Intrusion Detection Systems (IDS) have been widely deployed in practice for detecting malicious behavior on network communication and hosts. The problem of false-positive alerts is a popular existing problem for most of IDS approaches. The solution to address this problem is correlation and clustering of alerts. To meet the practical requirements, this process needs to be finished as soon as possible, which is a challenging task as the amount of alerts produced in large scale deployments of distributed IDS is significantly high. We identify the data storage and processing algorithms to be the most important factors influencing the performance of clustering and correlation. We propose and implement the utilization of memory-supported algorithms and a column-oriented database for correlation and clustering in an extensible IDS correlation platform. The utilization of the column-oriented database, an In-Memory Alert Storage, and memory-based index tables leads to significant improvements on the performance.
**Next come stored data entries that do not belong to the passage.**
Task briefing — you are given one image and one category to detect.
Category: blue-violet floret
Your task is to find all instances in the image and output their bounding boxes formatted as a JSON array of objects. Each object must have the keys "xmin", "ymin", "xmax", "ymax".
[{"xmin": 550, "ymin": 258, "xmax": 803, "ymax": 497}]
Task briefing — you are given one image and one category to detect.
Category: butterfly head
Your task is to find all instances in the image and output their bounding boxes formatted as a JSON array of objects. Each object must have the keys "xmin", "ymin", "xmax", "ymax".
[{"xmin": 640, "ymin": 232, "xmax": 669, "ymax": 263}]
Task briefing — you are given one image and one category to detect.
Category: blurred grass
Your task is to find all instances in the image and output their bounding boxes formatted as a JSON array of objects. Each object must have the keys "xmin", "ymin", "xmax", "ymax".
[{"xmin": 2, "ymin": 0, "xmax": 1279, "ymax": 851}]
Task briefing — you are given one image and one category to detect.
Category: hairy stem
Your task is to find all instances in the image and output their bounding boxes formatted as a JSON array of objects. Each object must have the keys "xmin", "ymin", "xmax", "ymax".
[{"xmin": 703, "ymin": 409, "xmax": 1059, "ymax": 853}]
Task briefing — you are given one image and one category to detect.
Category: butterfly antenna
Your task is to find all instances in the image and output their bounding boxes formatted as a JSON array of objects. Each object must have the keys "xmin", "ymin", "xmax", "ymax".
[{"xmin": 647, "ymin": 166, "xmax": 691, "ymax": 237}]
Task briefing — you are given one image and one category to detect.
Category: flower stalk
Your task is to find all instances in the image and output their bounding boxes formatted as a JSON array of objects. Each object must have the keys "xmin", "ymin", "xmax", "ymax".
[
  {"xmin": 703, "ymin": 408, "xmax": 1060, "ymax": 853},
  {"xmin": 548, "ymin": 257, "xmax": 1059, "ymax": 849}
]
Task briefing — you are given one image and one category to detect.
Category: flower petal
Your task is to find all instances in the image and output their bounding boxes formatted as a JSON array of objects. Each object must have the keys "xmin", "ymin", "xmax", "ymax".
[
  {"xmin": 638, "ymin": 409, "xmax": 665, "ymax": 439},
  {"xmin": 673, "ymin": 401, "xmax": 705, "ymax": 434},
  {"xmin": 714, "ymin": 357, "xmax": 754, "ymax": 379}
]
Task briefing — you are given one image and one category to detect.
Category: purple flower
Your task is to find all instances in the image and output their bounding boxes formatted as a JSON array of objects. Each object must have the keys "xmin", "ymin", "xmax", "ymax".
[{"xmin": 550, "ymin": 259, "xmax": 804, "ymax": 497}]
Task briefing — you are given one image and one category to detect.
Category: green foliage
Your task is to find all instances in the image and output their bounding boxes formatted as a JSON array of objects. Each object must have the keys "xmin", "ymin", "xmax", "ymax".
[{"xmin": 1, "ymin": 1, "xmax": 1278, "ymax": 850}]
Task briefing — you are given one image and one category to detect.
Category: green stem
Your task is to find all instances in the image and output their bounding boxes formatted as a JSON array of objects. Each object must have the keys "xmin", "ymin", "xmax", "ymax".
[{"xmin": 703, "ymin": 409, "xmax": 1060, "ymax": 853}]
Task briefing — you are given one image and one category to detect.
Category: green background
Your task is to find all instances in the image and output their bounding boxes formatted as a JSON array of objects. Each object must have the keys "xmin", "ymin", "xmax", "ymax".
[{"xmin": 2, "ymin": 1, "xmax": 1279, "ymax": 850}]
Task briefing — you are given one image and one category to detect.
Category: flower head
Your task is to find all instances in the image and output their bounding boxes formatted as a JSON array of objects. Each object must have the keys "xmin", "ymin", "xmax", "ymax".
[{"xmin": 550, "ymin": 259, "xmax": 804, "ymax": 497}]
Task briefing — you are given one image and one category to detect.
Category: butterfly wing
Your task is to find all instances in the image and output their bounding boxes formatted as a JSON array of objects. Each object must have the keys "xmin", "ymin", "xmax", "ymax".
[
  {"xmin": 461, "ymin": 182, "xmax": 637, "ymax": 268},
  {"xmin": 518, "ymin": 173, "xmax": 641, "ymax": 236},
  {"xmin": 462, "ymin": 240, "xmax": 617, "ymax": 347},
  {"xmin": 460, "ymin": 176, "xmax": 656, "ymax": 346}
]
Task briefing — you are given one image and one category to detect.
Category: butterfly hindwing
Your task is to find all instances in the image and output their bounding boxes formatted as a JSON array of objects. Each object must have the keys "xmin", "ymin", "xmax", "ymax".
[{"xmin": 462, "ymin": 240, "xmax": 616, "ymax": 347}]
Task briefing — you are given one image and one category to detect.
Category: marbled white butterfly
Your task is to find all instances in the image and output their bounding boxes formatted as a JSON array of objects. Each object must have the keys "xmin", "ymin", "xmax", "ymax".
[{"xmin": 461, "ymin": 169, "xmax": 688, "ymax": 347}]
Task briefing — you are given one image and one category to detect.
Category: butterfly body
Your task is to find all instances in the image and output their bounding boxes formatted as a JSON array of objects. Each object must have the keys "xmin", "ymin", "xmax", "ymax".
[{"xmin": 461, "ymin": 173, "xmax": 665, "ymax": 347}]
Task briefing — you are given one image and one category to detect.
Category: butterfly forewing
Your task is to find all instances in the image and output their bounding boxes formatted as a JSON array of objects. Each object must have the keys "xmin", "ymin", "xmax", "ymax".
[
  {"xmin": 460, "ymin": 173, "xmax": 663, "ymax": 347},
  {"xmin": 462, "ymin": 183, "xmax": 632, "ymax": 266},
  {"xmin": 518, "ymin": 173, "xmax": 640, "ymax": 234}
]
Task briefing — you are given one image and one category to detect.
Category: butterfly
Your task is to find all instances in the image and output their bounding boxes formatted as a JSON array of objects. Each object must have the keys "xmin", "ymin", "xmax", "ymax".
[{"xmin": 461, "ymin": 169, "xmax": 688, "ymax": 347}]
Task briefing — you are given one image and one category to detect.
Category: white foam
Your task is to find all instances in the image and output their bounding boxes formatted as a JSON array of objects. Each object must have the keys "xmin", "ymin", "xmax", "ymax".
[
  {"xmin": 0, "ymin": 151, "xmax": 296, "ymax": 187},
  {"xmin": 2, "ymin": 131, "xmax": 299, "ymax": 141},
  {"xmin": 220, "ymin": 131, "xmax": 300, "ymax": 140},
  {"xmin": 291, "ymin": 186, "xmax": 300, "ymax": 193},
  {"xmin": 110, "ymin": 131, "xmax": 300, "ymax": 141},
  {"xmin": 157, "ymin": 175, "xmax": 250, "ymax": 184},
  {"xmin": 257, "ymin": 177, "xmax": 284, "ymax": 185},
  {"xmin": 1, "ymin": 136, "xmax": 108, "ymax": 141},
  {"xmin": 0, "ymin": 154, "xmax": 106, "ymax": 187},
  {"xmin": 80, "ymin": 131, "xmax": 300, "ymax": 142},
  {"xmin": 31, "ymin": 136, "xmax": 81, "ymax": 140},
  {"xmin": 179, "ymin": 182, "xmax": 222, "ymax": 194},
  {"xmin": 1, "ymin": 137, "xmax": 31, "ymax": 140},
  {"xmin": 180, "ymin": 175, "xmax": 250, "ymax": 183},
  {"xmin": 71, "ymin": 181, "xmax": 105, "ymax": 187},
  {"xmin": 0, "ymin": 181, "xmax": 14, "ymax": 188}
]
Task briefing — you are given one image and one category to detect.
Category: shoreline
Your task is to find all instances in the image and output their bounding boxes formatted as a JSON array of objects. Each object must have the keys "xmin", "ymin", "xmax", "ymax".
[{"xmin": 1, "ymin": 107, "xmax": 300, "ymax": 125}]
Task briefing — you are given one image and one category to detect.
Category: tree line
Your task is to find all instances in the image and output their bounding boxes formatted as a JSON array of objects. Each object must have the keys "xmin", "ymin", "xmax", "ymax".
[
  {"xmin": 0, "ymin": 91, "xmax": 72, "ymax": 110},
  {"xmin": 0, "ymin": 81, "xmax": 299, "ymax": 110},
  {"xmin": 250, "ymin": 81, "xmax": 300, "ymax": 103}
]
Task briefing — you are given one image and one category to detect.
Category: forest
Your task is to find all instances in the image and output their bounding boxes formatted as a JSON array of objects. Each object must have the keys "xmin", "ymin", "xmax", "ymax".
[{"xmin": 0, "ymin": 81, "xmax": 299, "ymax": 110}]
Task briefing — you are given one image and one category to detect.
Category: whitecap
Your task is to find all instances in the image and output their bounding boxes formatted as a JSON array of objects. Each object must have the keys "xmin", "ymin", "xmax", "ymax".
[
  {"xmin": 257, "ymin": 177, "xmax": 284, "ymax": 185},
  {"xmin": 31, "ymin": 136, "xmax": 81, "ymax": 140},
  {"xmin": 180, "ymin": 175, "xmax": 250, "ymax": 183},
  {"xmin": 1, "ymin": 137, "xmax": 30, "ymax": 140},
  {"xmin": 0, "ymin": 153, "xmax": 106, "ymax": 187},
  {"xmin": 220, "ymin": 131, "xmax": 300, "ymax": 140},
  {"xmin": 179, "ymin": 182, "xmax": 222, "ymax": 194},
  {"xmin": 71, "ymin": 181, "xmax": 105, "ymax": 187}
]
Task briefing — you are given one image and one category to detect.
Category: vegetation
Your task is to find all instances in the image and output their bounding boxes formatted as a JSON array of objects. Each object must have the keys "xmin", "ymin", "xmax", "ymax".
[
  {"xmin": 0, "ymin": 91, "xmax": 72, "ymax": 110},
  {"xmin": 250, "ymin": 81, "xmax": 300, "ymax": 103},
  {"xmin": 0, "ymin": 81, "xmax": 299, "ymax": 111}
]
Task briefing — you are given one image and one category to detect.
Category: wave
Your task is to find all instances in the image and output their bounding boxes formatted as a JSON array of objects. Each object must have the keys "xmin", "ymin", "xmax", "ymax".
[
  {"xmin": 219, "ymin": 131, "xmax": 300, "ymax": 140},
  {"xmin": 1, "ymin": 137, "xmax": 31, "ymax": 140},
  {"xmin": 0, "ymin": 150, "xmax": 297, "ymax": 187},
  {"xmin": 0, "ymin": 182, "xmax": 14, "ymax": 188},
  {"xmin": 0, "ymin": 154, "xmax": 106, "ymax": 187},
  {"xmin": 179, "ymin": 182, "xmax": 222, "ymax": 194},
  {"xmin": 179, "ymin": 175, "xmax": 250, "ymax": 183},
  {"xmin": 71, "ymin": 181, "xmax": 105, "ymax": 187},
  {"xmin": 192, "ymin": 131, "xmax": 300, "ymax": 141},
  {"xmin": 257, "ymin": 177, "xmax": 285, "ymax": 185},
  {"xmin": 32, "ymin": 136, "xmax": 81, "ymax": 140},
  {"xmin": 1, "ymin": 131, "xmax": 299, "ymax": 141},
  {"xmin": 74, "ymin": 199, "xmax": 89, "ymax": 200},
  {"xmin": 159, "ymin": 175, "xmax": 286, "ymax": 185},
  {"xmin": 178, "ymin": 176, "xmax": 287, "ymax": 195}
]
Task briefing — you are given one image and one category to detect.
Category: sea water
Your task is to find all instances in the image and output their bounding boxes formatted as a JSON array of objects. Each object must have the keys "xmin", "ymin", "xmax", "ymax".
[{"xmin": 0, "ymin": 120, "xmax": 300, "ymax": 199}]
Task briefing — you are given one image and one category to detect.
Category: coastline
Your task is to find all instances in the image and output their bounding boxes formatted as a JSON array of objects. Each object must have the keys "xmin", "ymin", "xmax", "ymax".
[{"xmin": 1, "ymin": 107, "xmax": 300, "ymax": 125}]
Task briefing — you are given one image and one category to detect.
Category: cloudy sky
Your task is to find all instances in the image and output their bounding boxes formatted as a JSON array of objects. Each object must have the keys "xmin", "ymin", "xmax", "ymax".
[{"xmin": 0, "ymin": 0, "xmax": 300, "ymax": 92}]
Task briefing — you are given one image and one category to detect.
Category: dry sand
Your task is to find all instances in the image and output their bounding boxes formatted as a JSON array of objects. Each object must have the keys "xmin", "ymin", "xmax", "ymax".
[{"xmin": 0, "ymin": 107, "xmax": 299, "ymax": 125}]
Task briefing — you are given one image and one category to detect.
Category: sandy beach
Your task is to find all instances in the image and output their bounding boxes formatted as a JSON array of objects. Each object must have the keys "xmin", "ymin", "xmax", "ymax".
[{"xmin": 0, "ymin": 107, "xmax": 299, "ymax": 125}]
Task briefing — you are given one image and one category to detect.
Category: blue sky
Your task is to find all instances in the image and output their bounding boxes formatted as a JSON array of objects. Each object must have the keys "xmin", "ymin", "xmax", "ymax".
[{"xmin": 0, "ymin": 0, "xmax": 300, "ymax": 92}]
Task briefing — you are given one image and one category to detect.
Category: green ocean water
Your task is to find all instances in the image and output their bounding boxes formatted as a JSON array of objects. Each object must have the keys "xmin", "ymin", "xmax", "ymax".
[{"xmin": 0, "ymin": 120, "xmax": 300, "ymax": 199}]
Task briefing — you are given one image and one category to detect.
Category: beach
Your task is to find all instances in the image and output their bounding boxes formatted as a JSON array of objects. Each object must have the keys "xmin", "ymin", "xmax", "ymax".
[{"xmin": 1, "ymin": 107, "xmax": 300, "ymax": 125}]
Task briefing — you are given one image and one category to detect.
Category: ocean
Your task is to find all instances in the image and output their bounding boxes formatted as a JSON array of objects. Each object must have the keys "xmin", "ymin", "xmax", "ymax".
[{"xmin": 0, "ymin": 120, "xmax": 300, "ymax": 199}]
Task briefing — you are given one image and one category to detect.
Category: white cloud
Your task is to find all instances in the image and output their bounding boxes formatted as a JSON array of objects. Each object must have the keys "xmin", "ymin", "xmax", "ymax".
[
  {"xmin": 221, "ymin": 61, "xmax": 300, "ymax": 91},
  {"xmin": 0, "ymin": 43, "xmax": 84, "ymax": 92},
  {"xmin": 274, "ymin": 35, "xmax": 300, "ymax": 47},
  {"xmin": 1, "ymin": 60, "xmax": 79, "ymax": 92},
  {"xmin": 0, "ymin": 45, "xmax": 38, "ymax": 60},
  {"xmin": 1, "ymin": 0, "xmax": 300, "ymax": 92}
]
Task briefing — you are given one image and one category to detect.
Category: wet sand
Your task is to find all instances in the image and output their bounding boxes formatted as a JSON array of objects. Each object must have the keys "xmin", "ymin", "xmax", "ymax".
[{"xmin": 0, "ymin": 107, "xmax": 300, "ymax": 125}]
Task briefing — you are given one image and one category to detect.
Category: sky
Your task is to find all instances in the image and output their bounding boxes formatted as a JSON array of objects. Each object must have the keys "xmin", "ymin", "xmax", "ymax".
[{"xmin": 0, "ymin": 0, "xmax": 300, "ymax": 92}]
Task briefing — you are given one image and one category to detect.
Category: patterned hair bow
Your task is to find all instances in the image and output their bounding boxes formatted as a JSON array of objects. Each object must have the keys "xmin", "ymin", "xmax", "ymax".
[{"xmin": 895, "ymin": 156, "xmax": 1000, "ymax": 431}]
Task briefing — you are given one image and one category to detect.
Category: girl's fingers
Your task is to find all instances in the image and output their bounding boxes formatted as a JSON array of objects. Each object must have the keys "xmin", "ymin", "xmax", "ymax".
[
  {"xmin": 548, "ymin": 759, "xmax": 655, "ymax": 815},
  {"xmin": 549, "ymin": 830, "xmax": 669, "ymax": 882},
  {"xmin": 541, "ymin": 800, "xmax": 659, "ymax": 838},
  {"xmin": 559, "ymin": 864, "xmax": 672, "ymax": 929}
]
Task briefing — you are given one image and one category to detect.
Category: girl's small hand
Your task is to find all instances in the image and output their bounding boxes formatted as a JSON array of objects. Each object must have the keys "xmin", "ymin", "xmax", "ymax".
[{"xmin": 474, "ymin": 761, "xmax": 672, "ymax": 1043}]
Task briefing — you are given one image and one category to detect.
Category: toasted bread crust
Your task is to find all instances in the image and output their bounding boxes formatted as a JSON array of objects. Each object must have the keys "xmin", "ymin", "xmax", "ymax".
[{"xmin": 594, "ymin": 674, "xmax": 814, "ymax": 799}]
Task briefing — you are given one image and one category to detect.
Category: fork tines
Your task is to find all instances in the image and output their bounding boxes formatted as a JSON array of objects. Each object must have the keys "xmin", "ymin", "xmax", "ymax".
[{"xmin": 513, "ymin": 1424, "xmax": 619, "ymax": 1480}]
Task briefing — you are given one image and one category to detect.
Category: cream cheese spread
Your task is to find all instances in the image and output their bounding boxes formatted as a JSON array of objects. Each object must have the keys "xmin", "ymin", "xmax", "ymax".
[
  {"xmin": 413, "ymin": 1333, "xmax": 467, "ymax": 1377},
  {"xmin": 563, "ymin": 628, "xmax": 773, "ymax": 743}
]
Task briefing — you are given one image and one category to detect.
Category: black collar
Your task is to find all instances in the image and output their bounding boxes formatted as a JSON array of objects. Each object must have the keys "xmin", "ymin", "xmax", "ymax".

Different types of correlation modules can be integrated and compared on this platform. A plugin concept for Receivers provides flexible integration of various sensors and additional IDS management systems. The platform can be distributed over multiple processing units to share memory and processing power. A standardized interface is designed to provide a unified view of result reports for end users. The efficiency of the proposed platform is tested by practical experiments with several alert storage approaches, different simple algorithms, as well as local and distributed deployment.